La construction de nouvelles mines en Europe occidentale est-elle la solution magique pour garantir l'approvisionnement ?
Peut-être. Dans les endroits où la géologie est adéquate et suffisamment bien étudiée, cela peut faire partie de la solution. Cependant, je vois deux obstacles à l'expansion rapide de l'industrie minière en Europe occidentale. Tout d'abord, le temps. L'Europe occidentale est peut-être riche en ressources potentielles, mais elle doit rattraper des décennies de sous-investissements dans l'exploration minière par rapport à des pays comme le Canada, l'Australie, les États-Unis ou la Chine. En outre, il faut normalement entre sept et dix ans pour qu’une mine se mette à produire après une découverte, sans mentionner les retards potentiellement liés à l'obtention des permis d'exploitation, qui sont souvent difficiles à anticiper. Le deuxième obstacle est la forte densité de population européenne et l'intolérance des habitants à l'égard de l'impact qu'une exploitation minière voisine pourrait avoir sur leur qualité de vie.
De plus, le problème de l'approvisionnement en minerais critiques va au-delà de la promotion d'une industrie minière nationale : une fois qu'un minerai a été extrait, il doit être traité, parfois en différentes étapes de transformations successives avant d'être utilisé comme matière première industrielle.

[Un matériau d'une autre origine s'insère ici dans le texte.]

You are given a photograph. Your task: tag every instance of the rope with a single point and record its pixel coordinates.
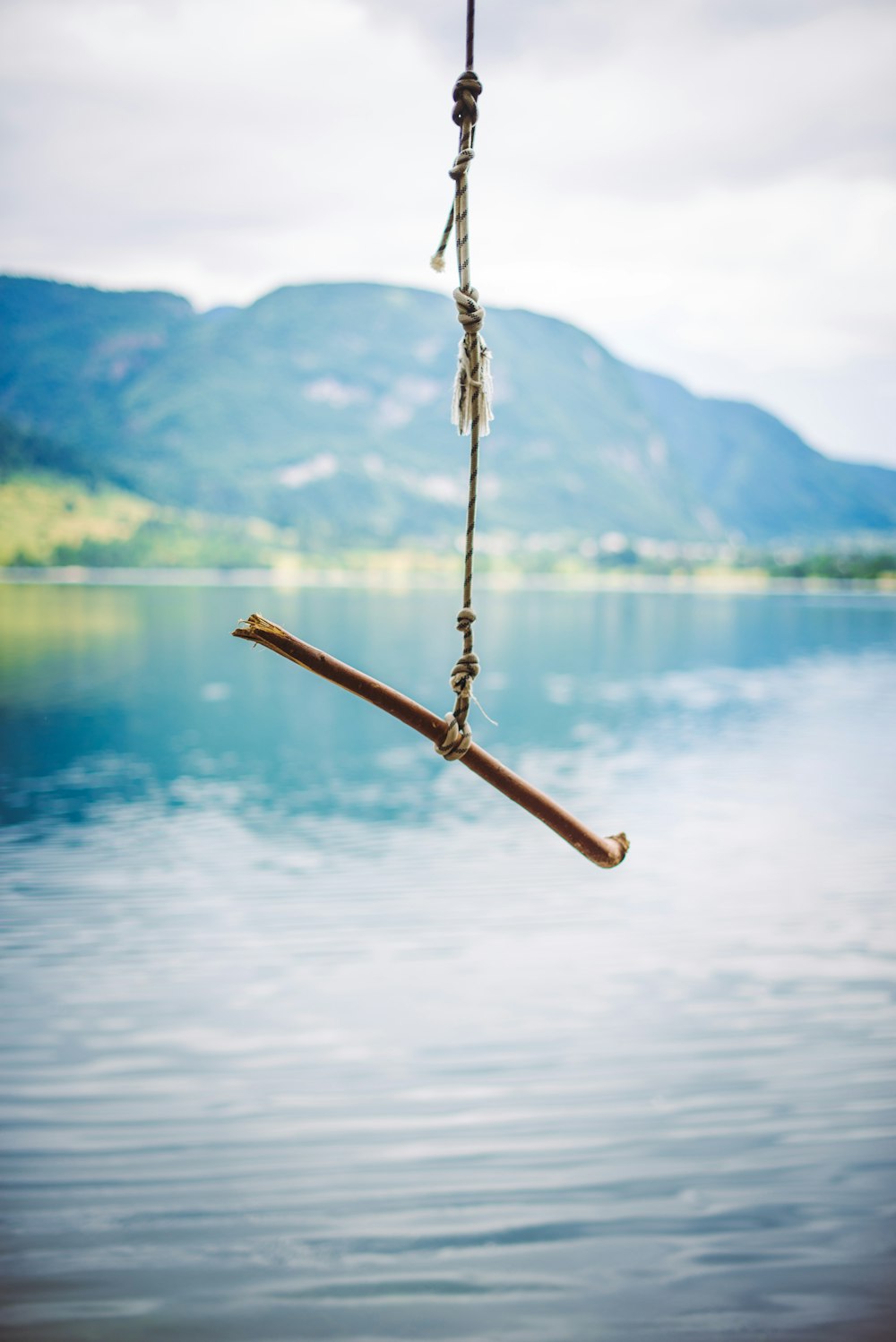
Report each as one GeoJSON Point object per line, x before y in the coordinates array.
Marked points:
{"type": "Point", "coordinates": [471, 400]}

Par exemple, une mine de lithium australienne typique produit du spodumène qui doit être transformé en hydroxyde de lithium, puis en matériau précurseur pour le matériau actif cathodique et, enfin, en matériau actif cathodique. Ce n'est qu'ensuite qu'il pourra être utilisé pour produire des batteries. En termes économiques, le traitement du minerais en aval représente souvent une création de valeur plus importante que son extraction minière. La dépendance de l'Europe occidentale à l'égard de l'Asie de l'Est, et en particulier de la Chine, pour le traitement des minerais critiques est aussi préoccupante que son accès aux réserves mondiales.
Bien entendu, les métaux présentent l'avantage unique de pouvoir être recyclés à l'infini. Il faut moins de temps pour construire une usine de recyclage que pour explorer et évaluer un gisement avant d’y construire une mine. De plus, il est important de noter que le recyclage d'une tonne de métal tend à émettre beaucoup moins de CO2 que l'extraction, le traitement et le raffinage d'une tonne du même métal.
La nécessité de sécuriser l'approvisionnement en minerais critiques va-t-elle avoir un impact sur les normes ESG ?
Je ne le pense pas. L'augmentation rapide de la production minière et industrielle dans le monde ne sera pas possible sans un large soutien public. Ce ne sont pas seulement les communautés voisines directement touchées qui expriment leurs préoccupations, mais aussi, de plus en plus, les consommateurs finaux. Ces derniers s'inquiètent de la durabilité de l'extraction, de l'empreinte carbone et de la recyclabilité des minerais qui sont, par exemple, contenus dans la batterie d'un téléphone portable ou d'une voiture électrique.
Lorsque nous conseillons ou finançons des projets, ceux-ci doivent être conformes aux Principes de l'Équateur et à des normes spécifiques à l’industrie qui reflètent les normes ESG les plus élevées. En outre, nous observons que de larges montant de capitaux sont autant alloués à la construction de capacités de production supplémentaires qu'à la réduction de l’empreinte carbone dans les procédés miniers et industriels. Nous pensons que cette tendance va s'accélérer pour une bonne raison : les minerais et les produits industriels verts attirent de plus en plus une prime de marché, qui incite à plus de recherche et de développement, ainsi qu'à l'investissement dans l'optimisation de la production. Cette prime est déjà visible pour des produits tels que l'acier. Alors que la production d'acier reste une source importante d'émissions de CO2 "difficiles à éliminer", plusieurs projets nouveaux soutenus par des engagements de capitaux très importants visent à capturer les émissions de CO2, voire à les éviter complètement en utilisant de l'hydrogène vert plutôt que du carbone pour réduire les oxydes de fer. En effet, nous soutenons la décarbonation de l'industrie sidérurgique, en tant que co-responsables des Sustainable Steel Principles, conçus pour permettre d’atteindre les objectifs de la Net Zero Banking Alliance. Nous conseillons également H2 Green Steel, qui vise à produire 5 millions de tonnes par an d'ici 2030.